VIII

Semejantes acontecimientos no podían calmar los terrores de los habitantes de Werst. No cabía ya la menor duda, ahora, de que las amenazas que la «boca de sombra», como diría el poeta, había hecho oír a los clientes del Rey Matías no eran vanas. Nic Deck, herido de una forma inexplicable, había sido castigado por su desobediencia y su temeridad. ¿Acaso no era ésta una advertencia para todos los que estuvieran tentados de seguir su ejemplo? De esta deplorable tentativa había que deducir la prohibición formal de tratar de introducirse en el castillo de los Cárpatos. Quien lo intentara, arriesgaría su vida. Con toda seguridad, si el guardabosques hubiera conseguido franquear la muralla, no habría vuelto a aparecer por el pueblo.

El espanto fue más intenso que nunca en Werst, e incluso en Vulkan, y también en todo el valle de los dos Zsilys. Se hablaba incluso de abandonar la región; ya algunas familias gitanas emigraban, deseosas de no permanecer más tiempo en las cercanías del castillo. La opinión pública no podía consentir que sirviera de refugio a seres sobrenaturales y maléficos. Sólo cabía marcharse hacia otra zona del condado, a menos que el gobierno húngaro decidiera destruir ese inasequible refugio. Pero ¿acaso el castillo de los Cárpatos podía ser destruido con los medios que los hombres tenían a su disposición?

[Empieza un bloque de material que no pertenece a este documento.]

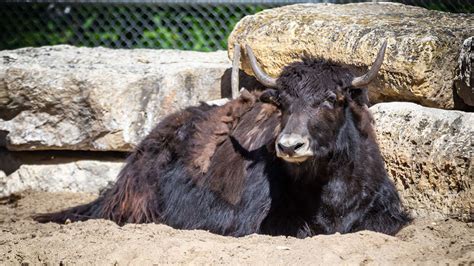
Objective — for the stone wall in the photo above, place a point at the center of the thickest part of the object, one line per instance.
(421, 59)
(69, 115)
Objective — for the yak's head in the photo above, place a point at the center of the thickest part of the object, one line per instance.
(323, 106)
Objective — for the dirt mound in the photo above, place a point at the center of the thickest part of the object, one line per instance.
(103, 242)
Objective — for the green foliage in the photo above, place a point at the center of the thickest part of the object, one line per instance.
(186, 27)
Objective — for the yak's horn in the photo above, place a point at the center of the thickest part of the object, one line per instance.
(235, 72)
(369, 76)
(259, 74)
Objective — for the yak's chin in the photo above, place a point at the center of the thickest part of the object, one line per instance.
(294, 159)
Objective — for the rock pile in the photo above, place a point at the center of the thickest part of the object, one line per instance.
(95, 99)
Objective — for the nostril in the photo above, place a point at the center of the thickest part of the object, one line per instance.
(299, 145)
(281, 147)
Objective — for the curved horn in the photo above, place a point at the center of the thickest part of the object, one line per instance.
(235, 72)
(259, 74)
(369, 76)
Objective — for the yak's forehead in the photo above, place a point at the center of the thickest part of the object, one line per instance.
(313, 78)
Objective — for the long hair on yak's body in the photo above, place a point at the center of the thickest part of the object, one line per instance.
(190, 152)
(232, 169)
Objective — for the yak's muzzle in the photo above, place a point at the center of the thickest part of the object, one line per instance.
(293, 147)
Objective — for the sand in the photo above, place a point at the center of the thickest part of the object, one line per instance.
(102, 242)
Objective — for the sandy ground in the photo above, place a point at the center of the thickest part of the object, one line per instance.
(103, 242)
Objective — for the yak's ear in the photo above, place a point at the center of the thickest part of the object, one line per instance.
(270, 96)
(359, 96)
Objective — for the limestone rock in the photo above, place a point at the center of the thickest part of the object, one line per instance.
(80, 176)
(429, 154)
(62, 97)
(463, 82)
(422, 53)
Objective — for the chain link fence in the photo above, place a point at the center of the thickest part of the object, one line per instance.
(200, 26)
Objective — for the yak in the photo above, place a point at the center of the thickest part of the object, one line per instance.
(299, 158)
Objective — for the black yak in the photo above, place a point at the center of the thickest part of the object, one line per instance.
(297, 159)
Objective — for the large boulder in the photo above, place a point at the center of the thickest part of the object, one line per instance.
(67, 98)
(420, 61)
(89, 176)
(429, 154)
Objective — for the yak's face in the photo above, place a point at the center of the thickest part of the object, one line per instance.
(312, 96)
(319, 102)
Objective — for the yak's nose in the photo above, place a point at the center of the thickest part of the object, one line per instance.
(293, 145)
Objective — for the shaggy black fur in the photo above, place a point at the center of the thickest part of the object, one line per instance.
(215, 168)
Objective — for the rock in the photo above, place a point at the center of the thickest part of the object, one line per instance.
(423, 45)
(67, 98)
(79, 176)
(463, 82)
(429, 154)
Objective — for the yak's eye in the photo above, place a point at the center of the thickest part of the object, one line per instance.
(329, 102)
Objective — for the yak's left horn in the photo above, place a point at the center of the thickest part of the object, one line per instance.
(234, 83)
(369, 76)
(259, 74)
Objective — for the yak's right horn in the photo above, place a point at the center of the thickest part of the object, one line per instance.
(369, 76)
(261, 76)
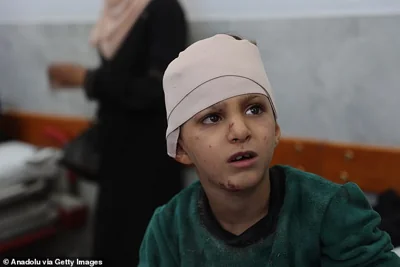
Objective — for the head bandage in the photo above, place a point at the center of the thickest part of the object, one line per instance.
(207, 72)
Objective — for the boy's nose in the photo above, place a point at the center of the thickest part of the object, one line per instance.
(238, 132)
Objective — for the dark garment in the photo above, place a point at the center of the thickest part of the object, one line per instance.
(136, 174)
(388, 206)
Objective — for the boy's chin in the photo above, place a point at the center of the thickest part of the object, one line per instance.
(241, 183)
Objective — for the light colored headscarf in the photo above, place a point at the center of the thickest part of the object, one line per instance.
(207, 72)
(112, 27)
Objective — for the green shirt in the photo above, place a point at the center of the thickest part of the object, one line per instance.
(319, 224)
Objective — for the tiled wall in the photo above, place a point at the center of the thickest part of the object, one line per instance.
(334, 78)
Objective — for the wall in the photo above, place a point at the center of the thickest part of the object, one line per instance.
(330, 74)
(334, 64)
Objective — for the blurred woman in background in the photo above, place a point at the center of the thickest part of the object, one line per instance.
(136, 39)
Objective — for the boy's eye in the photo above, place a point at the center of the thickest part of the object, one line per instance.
(254, 110)
(213, 118)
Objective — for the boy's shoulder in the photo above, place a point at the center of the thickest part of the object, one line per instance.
(181, 205)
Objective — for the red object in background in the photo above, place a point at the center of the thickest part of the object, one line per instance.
(71, 218)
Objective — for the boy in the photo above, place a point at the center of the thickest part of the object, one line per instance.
(222, 119)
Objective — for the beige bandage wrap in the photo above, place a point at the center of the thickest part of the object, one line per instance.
(208, 72)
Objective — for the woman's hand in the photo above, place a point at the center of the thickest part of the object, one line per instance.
(66, 75)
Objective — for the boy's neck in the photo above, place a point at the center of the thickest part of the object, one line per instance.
(237, 212)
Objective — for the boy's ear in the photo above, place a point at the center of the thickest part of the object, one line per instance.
(181, 155)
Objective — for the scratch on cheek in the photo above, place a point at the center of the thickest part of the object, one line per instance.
(230, 185)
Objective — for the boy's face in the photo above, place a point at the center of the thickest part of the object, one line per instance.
(212, 139)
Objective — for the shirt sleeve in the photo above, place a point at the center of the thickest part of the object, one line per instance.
(350, 233)
(167, 37)
(155, 250)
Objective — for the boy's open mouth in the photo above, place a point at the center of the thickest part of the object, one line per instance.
(242, 156)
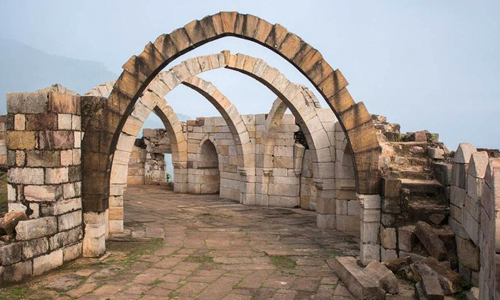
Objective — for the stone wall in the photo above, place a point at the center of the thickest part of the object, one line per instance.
(44, 182)
(474, 198)
(3, 137)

Durante la primera semana de junio, nadie se atrevió a salir del pueblo, ni siquiera para dedicarse a los trabajos agrícolas. La menor palada podría provocar la aparición de un fantasma, hundido en las entrañas del suelo… La reja del arado, al excavar el surco, podría remover bandadas de staffii o de vampiros… Y donde se sembrara el grano de trigo podría crecer la semilla del diablo…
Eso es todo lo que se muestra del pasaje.